[svn.haxx.se] · SVN Dev · SVN Users · SVN Org · TSVN Dev · TSVN Users · Subclipse Dev · Subclipse Users · this month's index

Re: Merge tracking proposal

From: Julian Foad <julianfoad_at_btopenworld.com>
Date: 2006-05-04 12:55:10 CEST


I've read through and come up with a list of questions as they occurred to me.
  Some are rather open-ended; most are basically asking for more information or
explanation. I don't expect you to answer them all in full (e.g. providing a
full set of use cases and examples in response to my "Use cases?" question).
If you think about them and try to answer most of them within the next draft of
the proposal, I'll read that and see if there is anything still unclear.

Daniel Berlin wrote:
> As part of this, I have come up with a design I plan on implementing for
> tracking what revisions have been merged where, in a manner that is
> suitable for use by various other operations (history sensitive merging,
> etc).

Scope?
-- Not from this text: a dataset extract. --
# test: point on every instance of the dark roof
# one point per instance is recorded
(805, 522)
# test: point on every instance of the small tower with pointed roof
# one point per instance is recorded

That is, what are the limits of the kinds of merging this is intended
to support? Automatic merges client-side? Server-side? Manual merges (i.e.
where no "svn merge" command was used)? More?

> In doing so, I reviewed the use cases that were kindly written up, and
> believe that most if not all of them can be accomplished with this
> design.

Can you give references to these use cases?

Examples of how this design works in practice in these cases?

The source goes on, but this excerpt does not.